A idéia de que o domínio da informática constitui um diferencial na disputa por um emprego é lugar-comum. Nesse ponto, a inclusão pode transformar-se em ilusão. “Se um sujeito não souber colocar uma vírgula no lugar certo, ele não vai conseguir o trabalho. Mesmo que tenha o diploma de um curso de informática”, afirma Seabra. “Se isso fosse suficiente, bastaria distribuir canetas na periferia para acabar com o analfabetismo”, compara.
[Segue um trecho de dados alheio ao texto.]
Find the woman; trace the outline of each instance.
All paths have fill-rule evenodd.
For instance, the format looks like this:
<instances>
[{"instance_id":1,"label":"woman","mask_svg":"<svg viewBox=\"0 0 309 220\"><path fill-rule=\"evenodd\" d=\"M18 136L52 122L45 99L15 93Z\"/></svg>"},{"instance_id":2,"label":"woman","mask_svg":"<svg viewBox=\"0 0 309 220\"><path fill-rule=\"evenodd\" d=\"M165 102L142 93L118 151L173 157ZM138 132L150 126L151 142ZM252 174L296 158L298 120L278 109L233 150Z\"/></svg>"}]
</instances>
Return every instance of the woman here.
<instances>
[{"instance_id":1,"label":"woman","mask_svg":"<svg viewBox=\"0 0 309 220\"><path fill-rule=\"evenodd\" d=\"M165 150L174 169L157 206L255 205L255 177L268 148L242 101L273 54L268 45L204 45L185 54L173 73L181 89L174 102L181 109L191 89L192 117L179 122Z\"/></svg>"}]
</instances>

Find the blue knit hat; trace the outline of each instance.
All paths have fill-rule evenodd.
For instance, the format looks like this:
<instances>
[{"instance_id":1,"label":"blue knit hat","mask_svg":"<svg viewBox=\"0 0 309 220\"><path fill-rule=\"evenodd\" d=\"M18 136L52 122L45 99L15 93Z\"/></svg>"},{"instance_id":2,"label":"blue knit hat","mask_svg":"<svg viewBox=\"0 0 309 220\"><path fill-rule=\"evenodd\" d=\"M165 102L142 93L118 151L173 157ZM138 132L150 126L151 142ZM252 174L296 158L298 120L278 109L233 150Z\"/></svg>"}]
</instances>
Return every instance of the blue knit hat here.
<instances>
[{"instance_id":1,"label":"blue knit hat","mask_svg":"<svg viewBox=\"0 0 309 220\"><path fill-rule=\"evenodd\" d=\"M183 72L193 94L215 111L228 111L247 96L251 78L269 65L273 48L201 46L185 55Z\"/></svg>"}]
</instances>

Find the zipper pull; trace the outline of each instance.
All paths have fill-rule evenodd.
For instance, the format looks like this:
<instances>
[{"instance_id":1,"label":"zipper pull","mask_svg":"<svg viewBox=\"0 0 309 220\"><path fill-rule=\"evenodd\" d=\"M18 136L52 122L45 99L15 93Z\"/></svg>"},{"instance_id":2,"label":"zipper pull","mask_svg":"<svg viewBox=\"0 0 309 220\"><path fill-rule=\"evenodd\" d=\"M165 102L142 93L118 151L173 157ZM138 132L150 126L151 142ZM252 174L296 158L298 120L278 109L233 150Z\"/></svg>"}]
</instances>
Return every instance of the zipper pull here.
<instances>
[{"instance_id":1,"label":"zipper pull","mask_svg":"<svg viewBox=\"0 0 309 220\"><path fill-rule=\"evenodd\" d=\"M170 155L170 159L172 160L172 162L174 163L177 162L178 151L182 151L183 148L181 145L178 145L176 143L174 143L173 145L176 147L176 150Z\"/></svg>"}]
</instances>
O perigo é conceber a inclusão digital como um saída mágica para a resolução das mazelas sociais, especialmente o desemprego. “No Brasil, nós associamos muito rapidamente a inclusão social à inclusão digital”, alerta Rogério da Costa. Na esperança de se conseguir um trabalho, esse pode ser um discurso sedutor para qualquer pessoa. “Não se pode confundir o ideal de construir uma sociedade mais justa com a utilização de argumentos demagógicos”, define Seabra.

Os programas do estado, da prefeitura, e o CDI garantem que não têm o objetivo de abrir portas para o mercado de trabalho. Mas essa é uma fronteira muito tênue. Nem todos que utilizam esses pontos de acesso estão preocupados com o fortalecimento da identidade comunitária. “A inclusão digital não resolve todos os problemas sócio-econômicos”, pondera Amadeu. Para ele, trata-se de fazer valer o “direito inalienável de se comunicar, seja pobre ou rico”.